Meanwhile, all is not quiet on the Preston front. We struggle to reconcile a definition of ‘agrarianism’ and further to perceive it within an English rural arcadia which bears the weight of production to support a hungry urban reality. Our kingdom was never united. We represent a reconstitution of the Picts and the Punjabi; of empire and devolution; of gangs and ghettos. From this arises a culture of the land with relict tribal rituals and diverse dialect – of spirit and memory. Hence, the agrarian ideal can only ever impose uncomfortably upon British soil. Instead, we need to grow our vision of the future from the landscape, the land that we have ‘scaped’ for ourselves over millennia.
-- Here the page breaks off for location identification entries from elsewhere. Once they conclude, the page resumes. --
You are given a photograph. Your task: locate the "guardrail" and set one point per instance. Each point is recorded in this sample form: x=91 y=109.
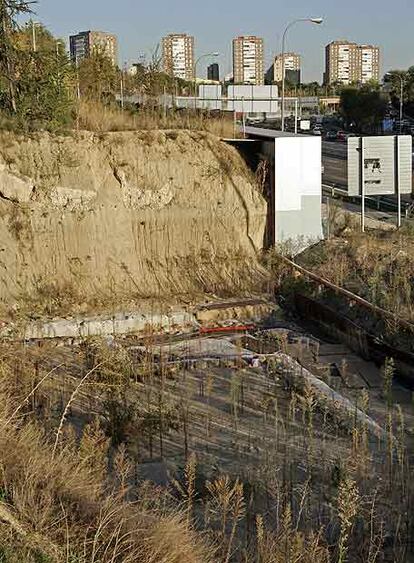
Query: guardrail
x=377 y=203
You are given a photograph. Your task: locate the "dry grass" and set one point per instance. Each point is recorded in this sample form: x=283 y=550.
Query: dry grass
x=57 y=509
x=93 y=116
x=298 y=481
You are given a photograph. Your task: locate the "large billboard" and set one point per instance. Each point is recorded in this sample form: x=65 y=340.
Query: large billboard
x=380 y=165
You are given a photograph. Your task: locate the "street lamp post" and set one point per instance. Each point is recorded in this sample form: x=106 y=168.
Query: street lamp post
x=34 y=41
x=401 y=77
x=316 y=21
x=215 y=54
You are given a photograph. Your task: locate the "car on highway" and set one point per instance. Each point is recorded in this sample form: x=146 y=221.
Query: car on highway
x=330 y=136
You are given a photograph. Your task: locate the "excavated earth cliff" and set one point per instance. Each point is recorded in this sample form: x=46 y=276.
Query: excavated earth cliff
x=98 y=218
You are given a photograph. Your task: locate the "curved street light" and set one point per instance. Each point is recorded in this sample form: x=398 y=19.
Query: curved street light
x=214 y=54
x=316 y=21
x=401 y=77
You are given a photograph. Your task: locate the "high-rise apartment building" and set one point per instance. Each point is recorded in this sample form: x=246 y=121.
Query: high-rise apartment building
x=370 y=63
x=347 y=62
x=248 y=60
x=178 y=55
x=85 y=43
x=292 y=67
x=213 y=72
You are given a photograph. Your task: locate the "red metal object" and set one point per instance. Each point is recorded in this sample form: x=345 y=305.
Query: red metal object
x=218 y=329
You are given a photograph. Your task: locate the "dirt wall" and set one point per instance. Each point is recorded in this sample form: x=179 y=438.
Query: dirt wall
x=116 y=215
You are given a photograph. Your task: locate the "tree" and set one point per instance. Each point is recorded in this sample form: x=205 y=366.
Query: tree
x=363 y=108
x=44 y=80
x=393 y=80
x=10 y=10
x=99 y=79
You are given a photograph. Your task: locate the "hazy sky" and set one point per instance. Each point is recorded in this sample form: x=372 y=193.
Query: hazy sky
x=140 y=25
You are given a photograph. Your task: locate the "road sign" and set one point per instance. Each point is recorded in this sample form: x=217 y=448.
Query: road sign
x=380 y=166
x=385 y=163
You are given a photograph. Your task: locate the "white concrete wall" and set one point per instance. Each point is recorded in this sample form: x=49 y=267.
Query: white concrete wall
x=298 y=188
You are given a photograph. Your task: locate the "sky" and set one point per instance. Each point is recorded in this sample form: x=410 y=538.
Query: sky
x=140 y=26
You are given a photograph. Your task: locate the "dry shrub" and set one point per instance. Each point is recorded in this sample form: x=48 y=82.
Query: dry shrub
x=59 y=508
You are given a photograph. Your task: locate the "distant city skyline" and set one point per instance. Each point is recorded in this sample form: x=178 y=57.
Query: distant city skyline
x=140 y=28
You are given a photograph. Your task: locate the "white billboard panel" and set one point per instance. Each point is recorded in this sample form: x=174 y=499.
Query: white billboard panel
x=385 y=163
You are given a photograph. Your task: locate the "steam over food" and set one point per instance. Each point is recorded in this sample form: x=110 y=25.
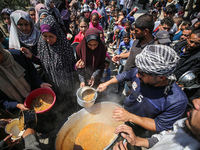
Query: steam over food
x=95 y=136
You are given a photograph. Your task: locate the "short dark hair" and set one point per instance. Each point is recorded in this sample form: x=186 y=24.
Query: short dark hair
x=126 y=35
x=168 y=21
x=145 y=22
x=196 y=32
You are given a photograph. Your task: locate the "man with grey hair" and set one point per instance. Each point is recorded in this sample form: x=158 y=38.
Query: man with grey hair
x=156 y=101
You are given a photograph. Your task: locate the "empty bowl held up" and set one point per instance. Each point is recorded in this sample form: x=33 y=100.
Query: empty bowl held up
x=80 y=100
x=12 y=128
x=40 y=91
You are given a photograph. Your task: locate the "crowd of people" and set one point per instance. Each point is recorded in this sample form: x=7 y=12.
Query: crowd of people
x=63 y=45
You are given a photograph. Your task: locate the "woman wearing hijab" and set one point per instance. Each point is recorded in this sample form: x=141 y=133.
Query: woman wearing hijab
x=57 y=58
x=31 y=12
x=5 y=14
x=23 y=32
x=43 y=13
x=102 y=11
x=18 y=78
x=38 y=7
x=91 y=54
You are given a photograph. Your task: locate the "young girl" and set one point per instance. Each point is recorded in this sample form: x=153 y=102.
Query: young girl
x=91 y=54
x=83 y=26
x=95 y=22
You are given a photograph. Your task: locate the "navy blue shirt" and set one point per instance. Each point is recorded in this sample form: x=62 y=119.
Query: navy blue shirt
x=151 y=102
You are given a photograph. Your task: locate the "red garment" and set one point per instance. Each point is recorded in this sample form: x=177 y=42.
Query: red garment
x=92 y=58
x=78 y=37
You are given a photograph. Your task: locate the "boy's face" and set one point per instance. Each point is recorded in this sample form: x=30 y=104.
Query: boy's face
x=127 y=26
x=126 y=40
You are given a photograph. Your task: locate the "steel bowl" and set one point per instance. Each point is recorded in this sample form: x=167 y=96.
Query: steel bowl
x=80 y=100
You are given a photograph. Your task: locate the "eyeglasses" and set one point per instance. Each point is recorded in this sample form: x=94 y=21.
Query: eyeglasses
x=8 y=18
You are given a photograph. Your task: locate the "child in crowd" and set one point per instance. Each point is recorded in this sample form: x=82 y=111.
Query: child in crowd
x=115 y=38
x=132 y=32
x=125 y=30
x=178 y=21
x=107 y=71
x=186 y=23
x=124 y=47
x=95 y=22
x=85 y=11
x=83 y=26
x=130 y=16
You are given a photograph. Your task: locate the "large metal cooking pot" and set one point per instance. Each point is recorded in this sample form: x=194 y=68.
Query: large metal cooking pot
x=98 y=113
x=79 y=95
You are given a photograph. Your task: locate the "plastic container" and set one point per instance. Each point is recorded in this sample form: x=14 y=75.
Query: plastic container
x=37 y=92
x=13 y=128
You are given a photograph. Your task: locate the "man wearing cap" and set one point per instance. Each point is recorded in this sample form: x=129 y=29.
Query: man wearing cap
x=166 y=24
x=162 y=37
x=189 y=55
x=184 y=136
x=156 y=101
x=183 y=39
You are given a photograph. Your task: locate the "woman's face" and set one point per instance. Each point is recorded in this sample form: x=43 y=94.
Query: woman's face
x=49 y=38
x=6 y=19
x=99 y=4
x=32 y=14
x=42 y=17
x=83 y=26
x=51 y=5
x=92 y=44
x=95 y=20
x=87 y=14
x=24 y=26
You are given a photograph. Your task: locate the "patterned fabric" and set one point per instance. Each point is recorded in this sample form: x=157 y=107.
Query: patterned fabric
x=16 y=36
x=158 y=60
x=57 y=59
x=86 y=8
x=38 y=7
x=6 y=11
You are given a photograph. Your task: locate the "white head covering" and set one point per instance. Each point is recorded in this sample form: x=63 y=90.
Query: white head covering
x=16 y=36
x=158 y=60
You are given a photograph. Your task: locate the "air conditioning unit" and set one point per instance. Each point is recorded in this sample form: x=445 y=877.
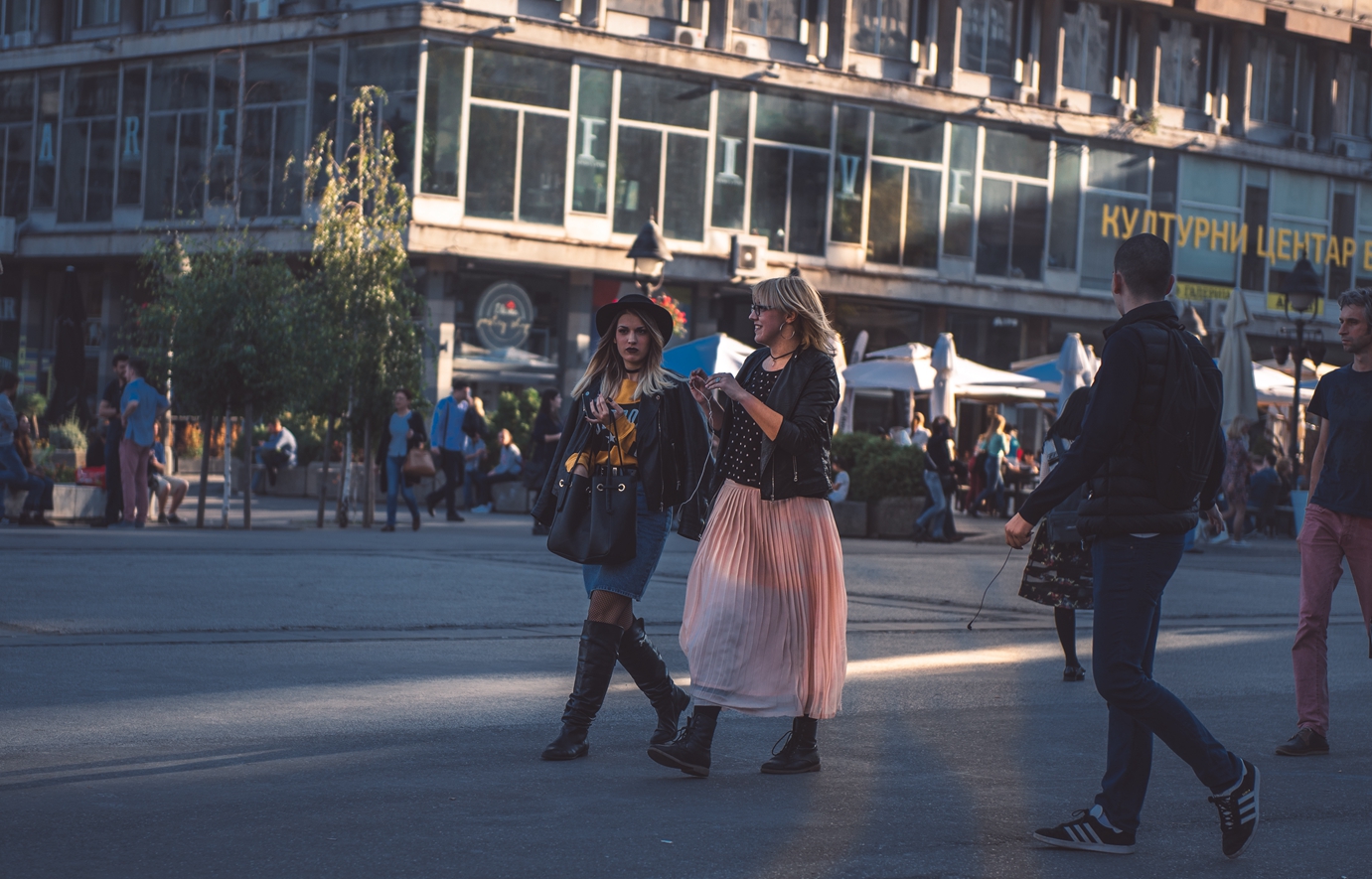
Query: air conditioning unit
x=690 y=37
x=748 y=256
x=752 y=47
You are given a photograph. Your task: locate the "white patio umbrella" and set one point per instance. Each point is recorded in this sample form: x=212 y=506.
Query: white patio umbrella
x=1241 y=395
x=944 y=361
x=1075 y=366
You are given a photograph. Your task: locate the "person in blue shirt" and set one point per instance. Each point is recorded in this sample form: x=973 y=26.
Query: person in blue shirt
x=140 y=406
x=449 y=438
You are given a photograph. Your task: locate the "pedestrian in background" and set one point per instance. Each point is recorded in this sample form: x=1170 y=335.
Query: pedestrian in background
x=636 y=414
x=140 y=407
x=403 y=431
x=449 y=439
x=1130 y=454
x=1338 y=519
x=1058 y=573
x=108 y=411
x=766 y=609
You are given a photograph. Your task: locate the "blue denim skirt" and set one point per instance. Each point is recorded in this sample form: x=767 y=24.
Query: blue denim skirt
x=631 y=577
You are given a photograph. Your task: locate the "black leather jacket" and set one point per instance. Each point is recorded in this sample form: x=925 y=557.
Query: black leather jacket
x=673 y=456
x=795 y=464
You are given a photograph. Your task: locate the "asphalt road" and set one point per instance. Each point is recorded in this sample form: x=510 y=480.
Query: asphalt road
x=292 y=702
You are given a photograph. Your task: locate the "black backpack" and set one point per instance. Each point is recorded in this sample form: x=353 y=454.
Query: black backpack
x=1188 y=425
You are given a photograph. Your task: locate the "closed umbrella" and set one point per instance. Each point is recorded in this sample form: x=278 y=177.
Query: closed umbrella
x=944 y=363
x=1075 y=366
x=1241 y=395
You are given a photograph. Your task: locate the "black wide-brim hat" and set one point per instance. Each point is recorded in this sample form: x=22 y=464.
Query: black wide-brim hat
x=605 y=316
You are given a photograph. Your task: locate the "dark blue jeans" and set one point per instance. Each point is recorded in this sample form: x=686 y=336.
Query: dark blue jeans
x=1130 y=577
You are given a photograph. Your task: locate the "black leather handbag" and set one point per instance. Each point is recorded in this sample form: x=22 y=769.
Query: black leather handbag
x=596 y=521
Maiden Iron Age Hill Fort, Dorset
Source: Dorset AONB
The term ‘landscape’ derives from the Dutch ‘landschap’, the suffix deriving from ‘ship,’ holding the same root as ‘partnership’ or ‘kinship’ suggested a living and layered state of being which causes us to be hefted to the land. It is layers, not plans, that we must understand if we are to solve and envision a sustainable urbanism . We have an exciting opportunity to welcome the new American settlers of ‘agrarianism,’ ‘new urbanism,’ ‘ecological urbanism’ and ‘landscape urbanism’ back home and reconstitute them to bear relevance here. Architectural education must embed internationally transferable skills in understanding how ideas of landscape and place can contribute to a whole infrastructure which fuels and shapes architecture and urbanism, using their immediate regions; its metropolises and their hinterlands, as the field of operation.